- |
- İlk yorumlayan ol!
- yazı boyutu yazı boyutunu küçült Yazı boyutu büyüt
بسم الله الرحمن الرحيم
“Aksa Tufanı”, Raşidi Hilafet Tufanının Başlangıcı Olsun
Yahudilerin hak ile olan mücadelesi ebedi bir mücadele olup Allah yeryüzüne ve onun üzerindekilere vâris oluncaya kadar devam edecektir. Bizden öncekiler de Nebiler ve Rasullerle mücadele etmiş, Nebilerin ve Rasullerin sonuncusu Efendimiz Muhammed Sallallahu Aleyhi ve Sellem bu mücadeleyi kendisinden sonra ümmetine emanet etmiştir. Dolayısıyla habis bir halk olarak onların fikri, ideolojik, askeri ve medya mücadeleleri hala devam ediyor ve devam da edecektir. Ayrıca savaş, yeryüzünde bozgunculuk yapmaları, kibirlenmeleri ve tüm hayır ve iyiliği yok etmeleri nedeniyle Yahudilerin yok olacağı zaman gelinceye kadar, dolayısıyla onların mutant varlıkları yok oluncaya kadar bizimle onlar arasında bir yarış olarak kalmaya devam edecektir.

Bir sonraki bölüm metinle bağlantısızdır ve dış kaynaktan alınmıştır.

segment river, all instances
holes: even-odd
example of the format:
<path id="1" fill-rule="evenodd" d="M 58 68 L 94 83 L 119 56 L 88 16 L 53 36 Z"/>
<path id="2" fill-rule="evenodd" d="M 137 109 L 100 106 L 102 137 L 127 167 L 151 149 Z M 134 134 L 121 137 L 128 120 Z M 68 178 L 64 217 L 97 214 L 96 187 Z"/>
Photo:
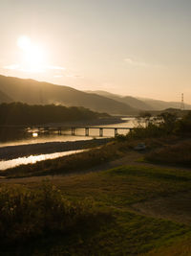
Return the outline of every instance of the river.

Yöneticilerimiz bize, bir avuç toprak için, bir avuç arazi için, kutsal Kudüs ve kutsal olmayan diğer yerler için olan bir mücadele olduğunu göstermeye çalışsalar da bizim Yahudilerle olan mücadelemiz akidevi-ideolojik bir mücadeledir! Dolayısıyla yöneticiler için bu mücadele, mültecileri ve yurtlarından göç edenleri yeniden yerleştirme ve onlara daha doğmadan ölmüş bir bağımsızlık verip anavatanlarına geri döndürme mücadelesinden başka bir şey değildir.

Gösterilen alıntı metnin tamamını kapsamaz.